The Second Death of Daedalus Mole
The Second Death Of Daedalus Mole by Niall Slater Unbound Sci Fi & Fantasy Pub Date 14 Jan 2019
The Second Death of Daedalus Mole shows a great deal of promise. It isn’t easy to write a non-traditional space opera in a universe populated by original races and distinctive technology where humans play only a small role. The novel gets off to a bumpy start, the characters and the writing becoming more certain as the novel gets into the story. Niall Slater has a lot of ambition, The Second Death of Daedalus Mole has a broad story arc despite being only the first novel in a series. Only the occasional hiccup mars an otherwise well imagined story.
Daedalus Mole is a ne’er do well pilot, picking up whatever credits he can. He needs money, and Erin needs a ride, so he agrees. What he doesn’t realize is that his naive passenger has a bounty on her head, and that powerful players have plans for them both. Daedalus may not have been able to prevent the death of his best friend long ago. He doesn’t see himself as any sort of hero. Despite this, he may just be the universe’s one last hope of saving them all.
The Second Death of Daedalus Mole is an imaginative, thought provoking piece of fiction, and I for one am curious where Daedalus will be taken next.
4 / 5
I received a copy of The Second Death of Daedalus Mole from the publisher and netgalley.com in exchange for an honest review.

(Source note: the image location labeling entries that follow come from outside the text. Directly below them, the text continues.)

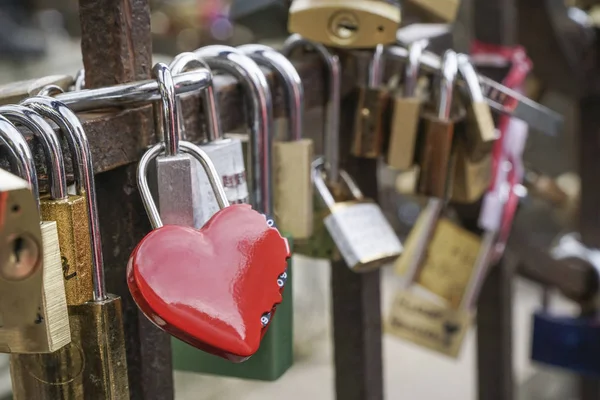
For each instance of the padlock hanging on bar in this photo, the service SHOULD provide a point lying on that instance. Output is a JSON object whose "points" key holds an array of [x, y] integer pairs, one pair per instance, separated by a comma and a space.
{"points": [[370, 130], [225, 153], [292, 159], [99, 321], [319, 244], [49, 329]]}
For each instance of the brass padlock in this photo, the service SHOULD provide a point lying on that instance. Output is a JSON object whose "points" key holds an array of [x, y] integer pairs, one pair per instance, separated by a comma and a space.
{"points": [[21, 262], [319, 244], [97, 323], [350, 24], [406, 112], [292, 159], [480, 132], [68, 211], [360, 231], [435, 153], [444, 266], [370, 132], [49, 331]]}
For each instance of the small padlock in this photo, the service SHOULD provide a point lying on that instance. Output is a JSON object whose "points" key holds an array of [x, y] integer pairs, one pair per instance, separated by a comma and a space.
{"points": [[292, 159], [232, 61], [480, 132], [357, 225], [21, 261], [448, 264], [349, 24], [435, 154], [320, 245], [370, 132], [50, 330], [225, 153], [69, 211], [97, 323], [406, 112], [216, 294], [564, 341]]}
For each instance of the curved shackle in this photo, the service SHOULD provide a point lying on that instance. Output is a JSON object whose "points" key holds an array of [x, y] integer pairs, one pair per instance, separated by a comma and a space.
{"points": [[467, 71], [83, 168], [268, 57], [234, 62], [50, 144], [411, 68], [21, 156], [169, 108], [188, 61], [376, 67], [318, 169], [448, 74], [332, 123], [188, 148]]}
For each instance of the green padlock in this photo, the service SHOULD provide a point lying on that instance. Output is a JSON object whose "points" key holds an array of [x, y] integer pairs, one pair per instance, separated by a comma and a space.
{"points": [[275, 355]]}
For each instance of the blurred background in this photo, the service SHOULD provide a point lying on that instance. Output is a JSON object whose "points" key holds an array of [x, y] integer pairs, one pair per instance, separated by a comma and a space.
{"points": [[39, 38]]}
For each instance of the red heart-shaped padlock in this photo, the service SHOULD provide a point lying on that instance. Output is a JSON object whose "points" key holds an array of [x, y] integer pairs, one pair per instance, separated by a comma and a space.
{"points": [[210, 287]]}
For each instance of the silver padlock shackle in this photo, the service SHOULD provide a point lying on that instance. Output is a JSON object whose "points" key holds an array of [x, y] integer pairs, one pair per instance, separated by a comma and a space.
{"points": [[266, 56], [318, 170], [188, 148], [234, 62], [332, 124], [411, 68], [448, 75], [49, 141], [377, 67], [467, 71], [169, 109], [189, 61], [21, 156], [83, 168]]}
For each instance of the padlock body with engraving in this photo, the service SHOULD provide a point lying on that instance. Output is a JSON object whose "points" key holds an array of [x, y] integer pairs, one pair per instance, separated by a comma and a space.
{"points": [[228, 158], [362, 235], [369, 128], [74, 238], [293, 187], [567, 342]]}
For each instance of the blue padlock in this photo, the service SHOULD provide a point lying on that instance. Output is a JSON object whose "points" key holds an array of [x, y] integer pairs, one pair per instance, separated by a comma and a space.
{"points": [[568, 342]]}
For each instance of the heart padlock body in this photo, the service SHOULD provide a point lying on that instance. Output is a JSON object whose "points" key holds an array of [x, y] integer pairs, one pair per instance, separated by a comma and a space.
{"points": [[570, 343], [210, 287], [274, 357]]}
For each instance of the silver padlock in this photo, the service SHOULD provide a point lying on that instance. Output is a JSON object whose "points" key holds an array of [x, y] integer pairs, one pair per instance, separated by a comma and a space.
{"points": [[357, 226], [225, 153]]}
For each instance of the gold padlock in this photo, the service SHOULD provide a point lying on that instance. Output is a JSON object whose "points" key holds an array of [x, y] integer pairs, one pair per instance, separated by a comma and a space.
{"points": [[436, 148], [349, 24], [49, 331], [97, 323], [291, 159], [369, 128], [406, 113], [480, 132]]}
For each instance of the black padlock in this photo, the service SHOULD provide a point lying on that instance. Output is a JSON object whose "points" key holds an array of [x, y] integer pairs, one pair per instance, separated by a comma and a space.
{"points": [[563, 341]]}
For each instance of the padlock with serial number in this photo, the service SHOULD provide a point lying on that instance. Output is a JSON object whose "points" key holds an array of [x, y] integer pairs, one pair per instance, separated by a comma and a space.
{"points": [[349, 24], [566, 341], [225, 153], [406, 110], [97, 323], [435, 161], [292, 159], [320, 245], [215, 288], [370, 132], [357, 225], [49, 331]]}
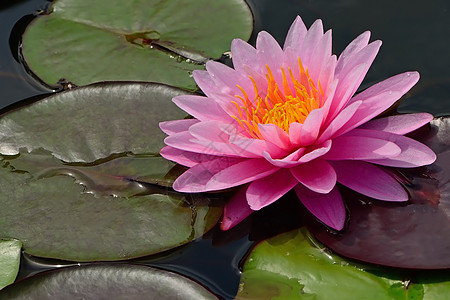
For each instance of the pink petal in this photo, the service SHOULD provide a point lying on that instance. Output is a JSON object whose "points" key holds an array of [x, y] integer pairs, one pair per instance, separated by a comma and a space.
{"points": [[347, 89], [316, 151], [354, 47], [288, 162], [328, 101], [311, 126], [328, 208], [204, 82], [196, 178], [399, 124], [369, 180], [361, 148], [185, 158], [317, 175], [379, 97], [172, 127], [209, 130], [295, 130], [326, 75], [240, 173], [242, 54], [296, 35], [236, 209], [413, 154], [339, 121], [275, 135], [201, 108], [267, 190]]}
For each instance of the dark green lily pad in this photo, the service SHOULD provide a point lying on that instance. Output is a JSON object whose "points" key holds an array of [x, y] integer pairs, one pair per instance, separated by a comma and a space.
{"points": [[104, 281], [9, 261], [412, 235], [119, 176], [93, 122], [161, 41], [55, 217], [117, 207], [294, 266]]}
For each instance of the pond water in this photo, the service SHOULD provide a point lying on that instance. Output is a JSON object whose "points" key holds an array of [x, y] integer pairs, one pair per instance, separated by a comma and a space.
{"points": [[415, 36]]}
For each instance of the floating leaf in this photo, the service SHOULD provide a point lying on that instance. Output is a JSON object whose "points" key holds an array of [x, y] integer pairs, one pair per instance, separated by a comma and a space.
{"points": [[9, 261], [122, 176], [293, 266], [103, 281], [54, 217], [110, 209], [92, 122], [410, 235], [161, 41]]}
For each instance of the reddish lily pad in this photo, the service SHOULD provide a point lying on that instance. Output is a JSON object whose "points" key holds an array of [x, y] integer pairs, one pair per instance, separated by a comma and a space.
{"points": [[103, 281], [411, 235]]}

Description Daedalus Mole wants to make the best of a bad situation. The plan: fly his unwanted passenger, Erin, to her destination, squeeze her for every last penny, then immediately find refuge in the nearest pub. Unfortunately, when the galaxy is on the verge of economic collapse and your passenger has a bounty the size of a planet on her head, there’s only so much another drink can do to help. Daedalus soon finds himself playing babysitter to someone stronger, angrier and far more dangerous than he is. On top of that: the booze is running out, his ship’s AI won’t stop trying to kill him, and he’s having to pretend very hard that he hasn’t started hearing voices in his head.